Der Cottbuser Ring

2003 brachte Martin Schüler RHEINGOLD, den Vorabend der RING-Tetralogie Richard Wagners auf die Cottbuser Bühne. Die Kritik bescheinigte ihm einen „fast konkurrenzlosen Glücksgriff im Regie-Wettrennen der RING-Unternehmungen." (Neues Deutschland 13.5.03).

2013, wenn sich der Geburtstag Richard Wagners zum 200. Mal jährt, soll der COTTBUSER RING komplett sein. In der laufenden Spielzeit steht SIEGFRIED auf dem Inszenierungsplan Schülers - nach der WALKÜRE in der Jubiläumsspielzeit 2008. Charakteristikum der beiden bislang gespielten Teile wie des dritten, bereits konzipierten Teils: die Cottbuser RING-Bühne von Gundula Martin.

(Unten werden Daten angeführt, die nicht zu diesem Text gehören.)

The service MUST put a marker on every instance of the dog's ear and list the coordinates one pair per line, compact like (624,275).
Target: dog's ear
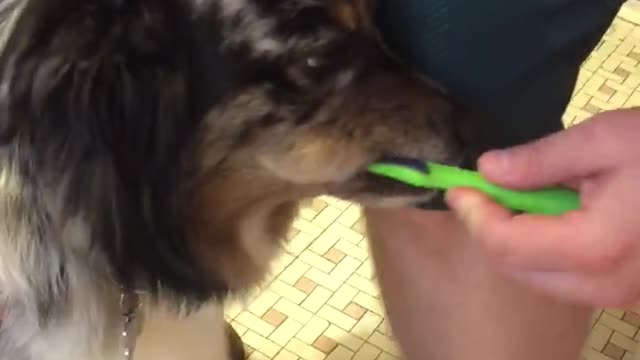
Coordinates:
(355,15)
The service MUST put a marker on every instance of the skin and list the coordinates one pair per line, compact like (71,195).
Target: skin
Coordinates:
(481,283)
(590,256)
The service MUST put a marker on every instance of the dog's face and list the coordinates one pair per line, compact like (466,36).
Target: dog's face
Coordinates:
(185,131)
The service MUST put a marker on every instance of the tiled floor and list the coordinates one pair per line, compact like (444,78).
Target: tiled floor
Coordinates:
(321,302)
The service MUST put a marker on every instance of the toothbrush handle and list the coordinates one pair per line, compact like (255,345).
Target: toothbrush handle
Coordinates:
(549,201)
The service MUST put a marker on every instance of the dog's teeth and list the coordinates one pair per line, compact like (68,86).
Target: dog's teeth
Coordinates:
(413,163)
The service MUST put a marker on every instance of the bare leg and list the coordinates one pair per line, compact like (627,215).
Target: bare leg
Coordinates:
(445,301)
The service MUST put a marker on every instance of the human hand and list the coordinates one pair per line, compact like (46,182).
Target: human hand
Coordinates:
(591,255)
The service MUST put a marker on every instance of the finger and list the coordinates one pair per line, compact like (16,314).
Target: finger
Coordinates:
(508,238)
(602,292)
(553,159)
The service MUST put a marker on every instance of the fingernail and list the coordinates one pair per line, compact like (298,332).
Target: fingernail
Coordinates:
(465,206)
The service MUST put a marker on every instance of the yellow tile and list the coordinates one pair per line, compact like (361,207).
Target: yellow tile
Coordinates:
(294,272)
(367,352)
(337,317)
(367,325)
(263,302)
(261,344)
(340,353)
(326,217)
(254,323)
(345,268)
(317,261)
(307,227)
(363,284)
(352,249)
(316,299)
(325,242)
(304,351)
(307,213)
(284,354)
(384,343)
(343,296)
(239,328)
(285,290)
(313,329)
(350,216)
(386,356)
(292,310)
(344,338)
(366,270)
(323,279)
(257,355)
(370,303)
(624,342)
(299,243)
(618,325)
(285,332)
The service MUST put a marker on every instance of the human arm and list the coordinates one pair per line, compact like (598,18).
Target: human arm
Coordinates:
(591,256)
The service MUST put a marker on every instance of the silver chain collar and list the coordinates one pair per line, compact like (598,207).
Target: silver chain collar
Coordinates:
(130,305)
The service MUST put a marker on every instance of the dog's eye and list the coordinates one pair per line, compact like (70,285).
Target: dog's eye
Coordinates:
(314,62)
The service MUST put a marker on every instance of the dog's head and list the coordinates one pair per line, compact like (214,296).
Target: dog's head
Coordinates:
(184,130)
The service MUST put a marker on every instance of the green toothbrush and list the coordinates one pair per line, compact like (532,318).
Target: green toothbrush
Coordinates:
(548,201)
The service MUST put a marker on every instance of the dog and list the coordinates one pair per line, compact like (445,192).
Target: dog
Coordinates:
(155,152)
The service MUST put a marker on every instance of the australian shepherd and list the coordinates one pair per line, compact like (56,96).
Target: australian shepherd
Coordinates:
(153,153)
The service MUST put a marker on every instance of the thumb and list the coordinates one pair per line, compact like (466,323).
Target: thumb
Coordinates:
(582,150)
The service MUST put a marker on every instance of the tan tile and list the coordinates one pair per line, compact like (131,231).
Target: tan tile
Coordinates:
(355,311)
(590,354)
(305,285)
(617,324)
(325,344)
(334,255)
(274,317)
(293,311)
(261,344)
(632,318)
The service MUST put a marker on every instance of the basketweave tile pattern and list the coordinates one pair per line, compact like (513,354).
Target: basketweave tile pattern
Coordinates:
(321,301)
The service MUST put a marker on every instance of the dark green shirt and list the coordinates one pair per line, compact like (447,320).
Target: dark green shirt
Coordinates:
(512,63)
(515,62)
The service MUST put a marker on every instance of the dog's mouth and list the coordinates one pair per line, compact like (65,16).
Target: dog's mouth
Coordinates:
(365,186)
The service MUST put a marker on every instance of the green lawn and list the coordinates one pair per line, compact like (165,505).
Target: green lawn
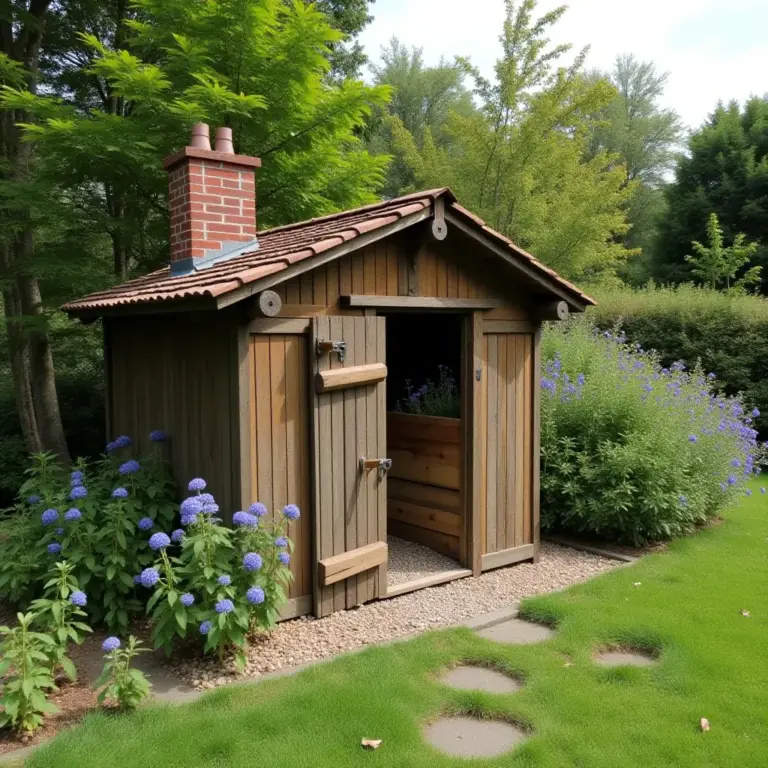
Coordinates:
(714,664)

Sie schafft die Voraussetzung, die szenische Handlung fast kammerspielartig inszenieren zu können, indem das Philharmonische Orchester auf der Bühne platziert wird. Davor agieren die Sängerinnen und Sänger. Die musikalische Leitung des RHEINGOLD hatte Reinhard Petersen übernommen, die der WALKÜRE lag und die des SIEGFRIED liegt in den Händen von Evan Christ.


Um der Frage nachzugehen, wie das gesellschaftliche Unrecht in die Welt kommt und wie Macht funktioniert, griff Richard Wagner auf ältere nordisch-germanische Sagen und Mythen zurück. Seinen aus vier Werken („Das Rheingold", „Die Walküre", „Siegfried" und „Die Götterdämmerung") bestehenden „Ring des Nibelungen" konzipierte er von seinem Endpunkt, der „Götterdämmerung" her, quasi in steter Ursachenforschung.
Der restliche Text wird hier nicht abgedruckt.